Primeiro não diria que o Recife é uma cidade periférica, aliás seja do ponto de vista cultural, seja social e economicamente a cidade é hoje de uma vitalidade apreciável. O que por certo produz coisas boas, mas também a mesma sorte de mazelas que encontramos em uma cidade como São Paulo. Verticalização imprevidente do ponto de vista da qualidade de vida nos bairros; abandono das áreas centrais de verticalização, serviços e infra-estrutura consolidadas, e mal aproveitadas; exploração máxima e mesquinha das regras e (das brechas) das leis de uso e ocupação do solo; desrespeito ao patrimônio histórico, demolições ou abandono de antigas construções, inclusive de exemplares nem tão antigos, de excelente arquitetura, também moderna - como mostrou o “Obituário arquitetônico de Pernambuco”, organizado pelo professor Luís Amorim, da UFPE -, desrespeito aos recursos naturais, aos rios, córregos, coberturas vegetais, algo assustador, e não só no Recife; e mais do que isso, incapacidade ou desinteresse dos poderes públicos de organizarem o crescimento, a renovação urbana, o mercado . Eu diria que a relação que podemos tecer entre a obra de Warchavchik e as condições contemporâneas da urbanização, vem menos do estudo de seu pensamento do que de sua trajetória efetiva. Afinal ele respondia a um cenário de urbanização diverso, a demandas e pressões diversas das que hoje encontramos. Ao olhar sua trajetória tentei entender justamente como o arquiteto, na diversidade de papéis que ele assumiu ao longo de sua carreira (figura anônima ou expoente de vanguarda, profissional liberal ou empresário do setor de construção), efetivamente se insere nas conjunturas econômicas, sociais e culturais que o cercam, e pode dar respostas válidas, mais ou menos bem sucedidas. De modo geral, o que pretendi abordar com Warchavchik foi o lugar dos arquitetos na produção da cidade e na vida urbana.

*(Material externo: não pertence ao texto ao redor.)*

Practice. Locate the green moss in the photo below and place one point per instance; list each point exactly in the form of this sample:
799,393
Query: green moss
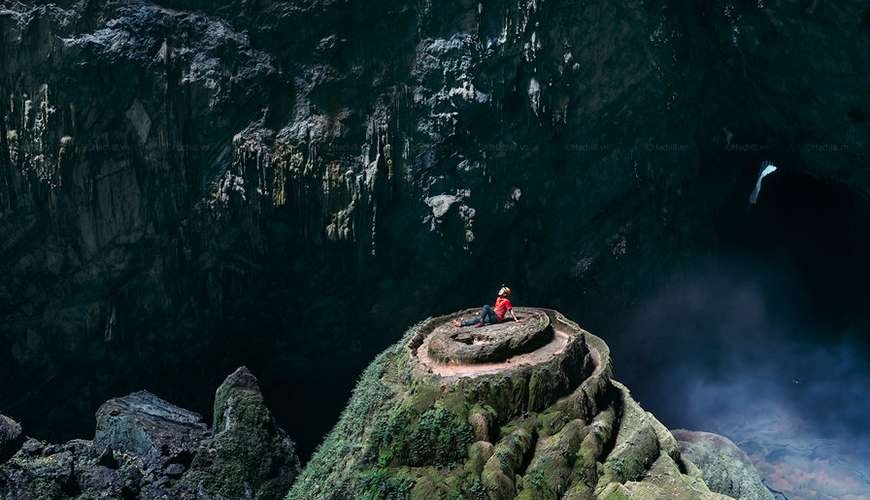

5. Como você nasceu em Recife, mas mora em São Paulo, acho que vai se sentir os efeitos dessa verticalização. Tanto o impacto paisagístico, quanto cotidiano. Queria saber como você, enquanto professor de Arquitetura e cidadão, enxerga esse processo.

Eu moro em São Paulo há vinte anos, mas me formei em arquitetura no Recife. Além disso sou filho de uma arquiteta pernambucana, que militava no IAB-PE por um comprometimento maior dos arquitetos com as questões sociais e ecológicas. Com ela, desde pequeno aprendi a olhar para o Recife, e não apenas para sua arquitetura ou por amor à cidade. Volto ao Recife com frequência e me sinto cidadão dela. Acho estarrecedor o ritmo de exploração e consumo da cidade nos últimos anos, o ritmo imobiliário, o desmatamento de bairros inteiros, a má qualidade dos espaços públicos, a forma parasitária como se trata o patrimônio histórico, a praia, os rios, os mangues. Evidentemente a responsabilidade não é apenas dos arquitetos, nem somente dos recifenses. Em todo caso a qualidade dos projetos públicos, de equipamentos, das infra-estruturas, sistemas de circulação e transportes, praças, conjuntos habitacionais, está muito aquém do que se conquistou no Brasil (e também em Pernambuco) em termos de cultura arquitetônica e urbanística. E muito aquém do que se afigura ou se propõe hoje como novas possibilidades de investimento público no país. Quem são os arquitetos e planejadores do PAC, da Copa, das Olimpiadas? Quem são os profissionais que estão trabalhando em nossos novos polos de desenvolvimento? Porque essas questões não são debatidas publicamente, nos meios de comunicação, nas universidades, nos organismos profissionais?